From the backseat of the minivan one day, I heard my 10-year-old start a conversation with his siblings. “Remember when. . .” And those two words squeezed my mama’s heart.
This is why the time between Thanksgiving and Christmas is my favorite time of the year. I love creating those “remember when” moments.
The “remember when” moments my middle child (and only girl) has are usually couched a little differently. She’s eight now but still pipes up sometimes with “remember when daddy said,” and the memory that follows is something that happened when she was maybe three years old. Or she’ll say, “remember when I accidentally,” and what follows is usually not the happiest memory, or is one that everyone else would rather forget.
I’m not talking about those “remember when” moments.
I’m talking about the “remember when” moments like, “remember when mom and dad let us stay up late and drink hot cocoa by the fire.” Or another favorite, “remember when we drove through all the neighborhoods and saw all the houses with pretty lights?” “Remember when we rode the train and saw Santa Claus?”
This time of year is a fantastic one for creating memories and traditions.
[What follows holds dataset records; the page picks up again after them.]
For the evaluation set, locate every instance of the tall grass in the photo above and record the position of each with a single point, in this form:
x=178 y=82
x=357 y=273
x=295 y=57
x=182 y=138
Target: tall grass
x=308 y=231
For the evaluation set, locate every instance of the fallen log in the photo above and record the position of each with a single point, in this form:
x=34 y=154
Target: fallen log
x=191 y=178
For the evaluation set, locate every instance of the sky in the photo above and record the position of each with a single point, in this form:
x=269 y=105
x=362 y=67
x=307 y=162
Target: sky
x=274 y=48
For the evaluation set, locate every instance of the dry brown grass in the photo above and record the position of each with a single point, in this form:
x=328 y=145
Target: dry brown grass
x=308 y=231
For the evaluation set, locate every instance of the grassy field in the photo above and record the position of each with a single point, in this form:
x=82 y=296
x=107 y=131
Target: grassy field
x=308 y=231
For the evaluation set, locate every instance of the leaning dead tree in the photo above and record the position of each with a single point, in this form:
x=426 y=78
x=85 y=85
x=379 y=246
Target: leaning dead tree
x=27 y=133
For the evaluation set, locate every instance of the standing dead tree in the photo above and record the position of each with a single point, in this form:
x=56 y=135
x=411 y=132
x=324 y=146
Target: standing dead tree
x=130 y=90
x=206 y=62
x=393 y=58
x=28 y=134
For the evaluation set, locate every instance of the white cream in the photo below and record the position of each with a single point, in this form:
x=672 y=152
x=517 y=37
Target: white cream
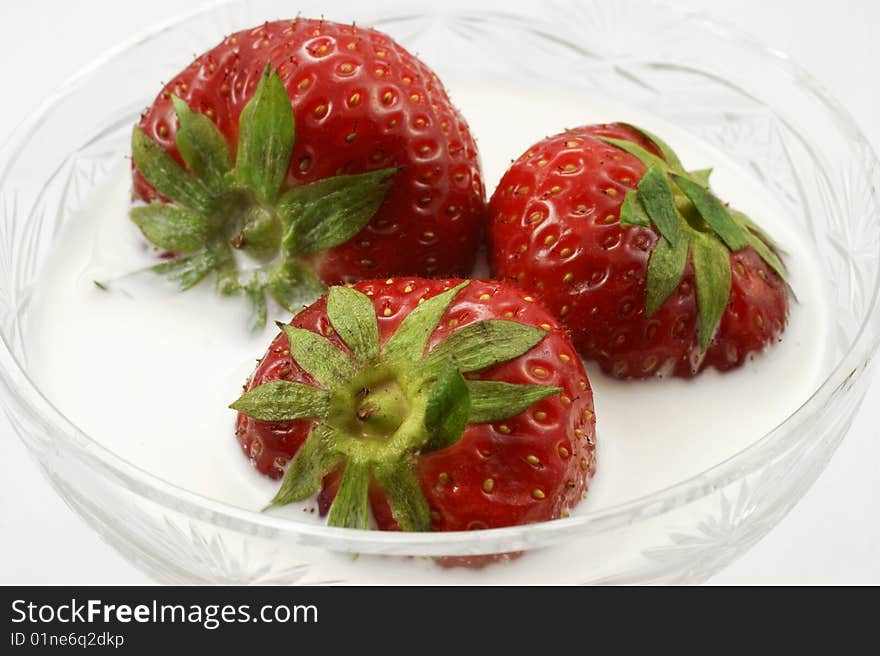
x=149 y=372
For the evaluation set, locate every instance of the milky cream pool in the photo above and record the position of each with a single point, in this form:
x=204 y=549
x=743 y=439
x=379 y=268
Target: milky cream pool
x=149 y=372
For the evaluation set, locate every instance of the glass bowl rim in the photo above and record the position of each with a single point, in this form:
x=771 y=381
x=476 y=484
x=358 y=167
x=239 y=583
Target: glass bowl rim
x=29 y=398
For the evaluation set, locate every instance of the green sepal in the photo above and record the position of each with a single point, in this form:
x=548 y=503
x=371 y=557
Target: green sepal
x=281 y=400
x=315 y=459
x=446 y=414
x=188 y=271
x=713 y=212
x=632 y=213
x=331 y=211
x=322 y=360
x=409 y=341
x=408 y=505
x=351 y=506
x=647 y=158
x=293 y=286
x=166 y=175
x=493 y=400
x=486 y=343
x=656 y=196
x=664 y=148
x=202 y=146
x=713 y=280
x=665 y=270
x=353 y=317
x=173 y=228
x=266 y=138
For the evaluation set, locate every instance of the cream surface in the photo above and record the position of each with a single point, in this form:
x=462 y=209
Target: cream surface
x=149 y=372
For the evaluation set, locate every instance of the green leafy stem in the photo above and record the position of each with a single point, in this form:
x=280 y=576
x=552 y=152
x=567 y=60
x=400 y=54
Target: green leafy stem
x=222 y=209
x=691 y=221
x=376 y=408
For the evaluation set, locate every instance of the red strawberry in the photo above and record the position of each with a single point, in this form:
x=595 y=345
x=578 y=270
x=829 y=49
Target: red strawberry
x=350 y=163
x=448 y=405
x=647 y=268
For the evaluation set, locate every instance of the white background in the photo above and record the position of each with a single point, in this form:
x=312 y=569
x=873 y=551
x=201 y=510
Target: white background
x=832 y=536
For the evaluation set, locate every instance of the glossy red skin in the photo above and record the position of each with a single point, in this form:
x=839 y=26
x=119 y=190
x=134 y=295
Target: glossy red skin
x=431 y=219
x=574 y=185
x=498 y=451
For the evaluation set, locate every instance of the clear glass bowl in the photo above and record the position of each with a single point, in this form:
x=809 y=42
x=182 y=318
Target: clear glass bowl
x=764 y=111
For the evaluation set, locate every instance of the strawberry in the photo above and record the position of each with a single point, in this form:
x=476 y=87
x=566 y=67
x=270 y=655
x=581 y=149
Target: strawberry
x=326 y=153
x=650 y=271
x=438 y=404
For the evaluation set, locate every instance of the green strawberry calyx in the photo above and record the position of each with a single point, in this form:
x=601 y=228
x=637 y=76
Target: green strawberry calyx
x=376 y=407
x=222 y=209
x=691 y=220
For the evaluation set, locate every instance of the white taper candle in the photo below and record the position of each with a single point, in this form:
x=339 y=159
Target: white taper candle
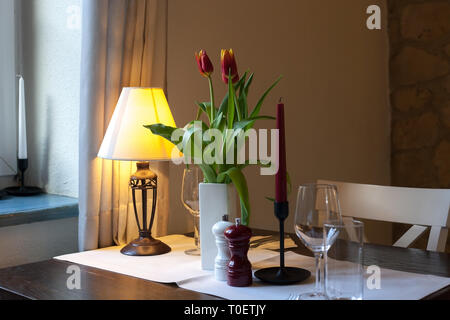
x=22 y=154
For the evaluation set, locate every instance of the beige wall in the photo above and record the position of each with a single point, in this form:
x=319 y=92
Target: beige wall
x=335 y=85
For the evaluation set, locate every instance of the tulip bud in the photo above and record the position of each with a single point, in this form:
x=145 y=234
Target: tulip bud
x=229 y=64
x=204 y=64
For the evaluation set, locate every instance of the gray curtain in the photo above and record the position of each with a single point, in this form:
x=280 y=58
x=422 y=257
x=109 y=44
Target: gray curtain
x=123 y=45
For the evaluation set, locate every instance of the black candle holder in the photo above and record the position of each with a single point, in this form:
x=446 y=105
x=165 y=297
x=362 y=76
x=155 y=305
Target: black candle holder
x=22 y=190
x=282 y=275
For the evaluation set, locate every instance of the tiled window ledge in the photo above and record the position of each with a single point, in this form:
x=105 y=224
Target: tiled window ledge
x=21 y=210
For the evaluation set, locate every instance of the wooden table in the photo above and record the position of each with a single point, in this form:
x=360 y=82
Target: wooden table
x=47 y=279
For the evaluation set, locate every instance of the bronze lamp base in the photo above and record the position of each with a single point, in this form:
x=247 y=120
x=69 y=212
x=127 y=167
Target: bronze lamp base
x=145 y=246
x=144 y=180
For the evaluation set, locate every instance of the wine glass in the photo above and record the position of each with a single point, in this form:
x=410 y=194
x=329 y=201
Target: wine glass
x=317 y=204
x=189 y=197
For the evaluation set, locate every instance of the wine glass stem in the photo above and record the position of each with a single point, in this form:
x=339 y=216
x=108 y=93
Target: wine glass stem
x=196 y=231
x=318 y=256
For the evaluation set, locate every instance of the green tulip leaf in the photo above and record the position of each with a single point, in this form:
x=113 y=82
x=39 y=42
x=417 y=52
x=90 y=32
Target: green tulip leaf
x=256 y=110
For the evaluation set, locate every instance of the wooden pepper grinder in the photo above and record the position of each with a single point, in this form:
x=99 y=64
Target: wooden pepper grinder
x=223 y=252
x=239 y=268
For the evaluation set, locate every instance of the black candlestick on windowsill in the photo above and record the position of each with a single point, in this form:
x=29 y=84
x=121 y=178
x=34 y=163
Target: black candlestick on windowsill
x=22 y=190
x=282 y=275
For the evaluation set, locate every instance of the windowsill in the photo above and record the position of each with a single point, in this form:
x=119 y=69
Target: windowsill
x=44 y=207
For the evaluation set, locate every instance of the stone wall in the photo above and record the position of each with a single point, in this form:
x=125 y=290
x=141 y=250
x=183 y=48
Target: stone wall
x=419 y=34
x=420 y=92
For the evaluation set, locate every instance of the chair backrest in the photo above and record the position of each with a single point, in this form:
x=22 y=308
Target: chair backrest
x=416 y=206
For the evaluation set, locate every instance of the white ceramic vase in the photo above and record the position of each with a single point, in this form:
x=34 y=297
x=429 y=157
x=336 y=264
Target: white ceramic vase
x=216 y=200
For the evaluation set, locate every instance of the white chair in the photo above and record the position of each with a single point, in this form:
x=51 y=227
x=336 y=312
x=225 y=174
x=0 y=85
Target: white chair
x=423 y=208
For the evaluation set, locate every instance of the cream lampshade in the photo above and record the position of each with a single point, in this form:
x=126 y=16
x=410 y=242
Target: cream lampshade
x=127 y=139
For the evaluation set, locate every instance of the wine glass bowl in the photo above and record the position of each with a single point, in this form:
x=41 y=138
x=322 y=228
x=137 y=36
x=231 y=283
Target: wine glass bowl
x=317 y=204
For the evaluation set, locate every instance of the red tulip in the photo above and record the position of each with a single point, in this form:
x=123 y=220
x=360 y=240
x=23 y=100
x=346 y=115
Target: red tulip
x=204 y=64
x=229 y=64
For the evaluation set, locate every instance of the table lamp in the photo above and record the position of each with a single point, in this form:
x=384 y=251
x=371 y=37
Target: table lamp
x=127 y=139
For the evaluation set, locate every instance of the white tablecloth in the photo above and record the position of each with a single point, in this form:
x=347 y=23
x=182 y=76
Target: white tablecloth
x=186 y=271
x=167 y=268
x=395 y=285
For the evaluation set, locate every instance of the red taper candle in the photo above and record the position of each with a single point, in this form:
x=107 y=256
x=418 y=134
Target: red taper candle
x=280 y=177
The traditions don’t have to be big, break the bank ideas (though the Polar Express in Branson City, NC, is worth the visit, and the money!).
Memories are not rooted in money spent. Memories are rooted in time and laughter, and traditions are born in the repetition of well-loved actions.
I know I am not the only fan of the hit show, “This Is Us” on NBC. When you think about what made the Pearson childhoods special, it was those traditions and memories that Jack worked hard to create. His childhood was not a happy one, but he was determined to create magic for his children, and he did. I may not be Jack, or Randall even, but we can all create a little bit of that holiday magic ourselves by orchestrating some “remember when” moments.
For our family, it’s the 25 days of Christmas. I started when my children were toddlers, and each year it changes a bit. Each day we do something with a little holiday spirit and have some chocolate. Very little of what we do costs more than gas money. We see parades, drive around and look at holiday lights, visit tree farms, bake cookies, read stories, snuggle up by the fire, and watch movies. All of these activities are about spending time with each other and making memories I hope will last a lifetime.
However your family celebrates this holiday season – whether it’s with Elf on Shelf (which I continue to refuse to do), eight nights of Chanukah, 25 days of Christmas, Advent wreaths, or Christmas movie marathons, I hope you make the most of spending time together, and create dozens of future “remember when” moments. Even if it’s “remember when Mom was trying to put the star on the tree, and it fell over on her?” (true story) – the memories are gifts that will last far beyond the gifts they open this season.